Dr. Vasquez has investigated potential signal transduction pathways regulating α-Epithelial Sodium Channel (ENaC) and serum and glucocorticoid-induced protein kinase 1 (sgk1) expression induced by cAMP in epithelial cells derived from the rat submandibular gland (SMG-C6) cell line. These cells when cultured in media in the absence of hydrocortisone exhibit minimal amiloride-sensitive Na+ transport properties and negligible expression of the a-subunit of ENaC. In addition, she has attempted to describe a potential relationship between the induction of sgk1 and expression of α-ENaC in this cell model. Her initial studies characterized the upstream pathways that are activated following stimulation with DbcAMP, including the induction of sgk1 followed by α-ENaC expression and function. These results provide additional evidence for the regulatory effects of sgk1 on α-ENaC expression. Since activation of Na+ transport properties at the time of birth is vital for fluid lung absorption, Dr. Vasquez has focused on characterizing the signaling elements regulating these mechanisms.

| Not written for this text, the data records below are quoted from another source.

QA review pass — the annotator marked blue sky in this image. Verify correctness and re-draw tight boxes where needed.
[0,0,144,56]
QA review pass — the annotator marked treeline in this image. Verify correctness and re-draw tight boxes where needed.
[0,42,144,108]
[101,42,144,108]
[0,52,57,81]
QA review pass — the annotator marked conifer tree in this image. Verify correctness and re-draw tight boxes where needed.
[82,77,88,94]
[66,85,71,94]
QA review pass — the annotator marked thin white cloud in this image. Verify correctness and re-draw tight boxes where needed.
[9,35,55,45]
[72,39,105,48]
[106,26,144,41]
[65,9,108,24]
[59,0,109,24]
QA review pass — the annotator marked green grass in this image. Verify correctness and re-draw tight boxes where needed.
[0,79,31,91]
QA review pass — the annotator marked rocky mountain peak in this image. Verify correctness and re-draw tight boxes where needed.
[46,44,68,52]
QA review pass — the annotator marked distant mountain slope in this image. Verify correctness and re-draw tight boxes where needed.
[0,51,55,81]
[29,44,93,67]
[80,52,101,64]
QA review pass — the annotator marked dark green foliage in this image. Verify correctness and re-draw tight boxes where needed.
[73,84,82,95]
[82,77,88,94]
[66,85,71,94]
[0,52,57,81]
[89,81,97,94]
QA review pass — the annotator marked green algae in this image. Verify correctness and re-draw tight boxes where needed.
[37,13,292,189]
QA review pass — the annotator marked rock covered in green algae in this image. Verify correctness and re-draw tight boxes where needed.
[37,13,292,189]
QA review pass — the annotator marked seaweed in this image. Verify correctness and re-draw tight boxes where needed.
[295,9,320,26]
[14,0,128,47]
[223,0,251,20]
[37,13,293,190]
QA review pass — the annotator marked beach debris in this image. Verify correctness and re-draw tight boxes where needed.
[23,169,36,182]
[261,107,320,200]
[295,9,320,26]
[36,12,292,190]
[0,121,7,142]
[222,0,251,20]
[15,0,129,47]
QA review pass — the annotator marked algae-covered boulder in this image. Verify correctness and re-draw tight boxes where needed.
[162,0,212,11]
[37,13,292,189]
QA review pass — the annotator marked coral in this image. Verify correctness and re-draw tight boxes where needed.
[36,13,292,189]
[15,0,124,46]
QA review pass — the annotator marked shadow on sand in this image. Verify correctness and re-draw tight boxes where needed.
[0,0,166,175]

Fellows' Research Profiles
Timothy A. Biela, M.D.
Dr. Tim Biela is working project is to characterize the response to dexamethasone or synthetic glucocorticoids selective for transactivation on DNA-protein binding, mRNA expression and cell death. Although treatment with postnatal dexamethasone during the perinatal period does improve lung function, this therapeutic regime is felt to exert deleterious side effects on long-term brain development and function. Therefore, postnatal use in preterm infants has been now limited or discouraged. To this end Timothy has compared the effect of novel synthetic glucocorticoids which selectively initiate gene transcription (transactivation) with dexamethasone (increases and decreases gene transcription and transrepression) on the expression of epithelial sodium channels (ENaC) and glucocorticoid receptors in murine lung epithelial cells. ENaC activity, regulated by glucocorticoids, is extremely important for the clearance of lung fluid at the time of birth.
Christine E. Bishop, M.D.
Dr. Chris Bishop is examining the effects of cytokine and glucocorticoids on the MLE-12 cell glucocorticoid receptor and alpha-ENAC. She also submitted a grant utilizing a novel Multiplex Flow Cytometry system to characterize a panel of 21 cytokines and chemokines from micro tracheal aspirate samples obtained from ventilated preterm baboons cared for at the NICU Southwest Foundation of Biomedical Research in San Antonio, Texas. Levels will be correlated with the clinical courses of the preterm animals and clearance of Ureaplasma urealyticum (Uu) infections. The results from this study will elucidate the role that Uu colonization and infection may have on the pathogenesis of chronic lung disease in preterm infants. Dr. Bishop is also working on a clinical project involving hospital modeling of infant sleeping position and parents' perceptions of appropriate infant sleeping positions.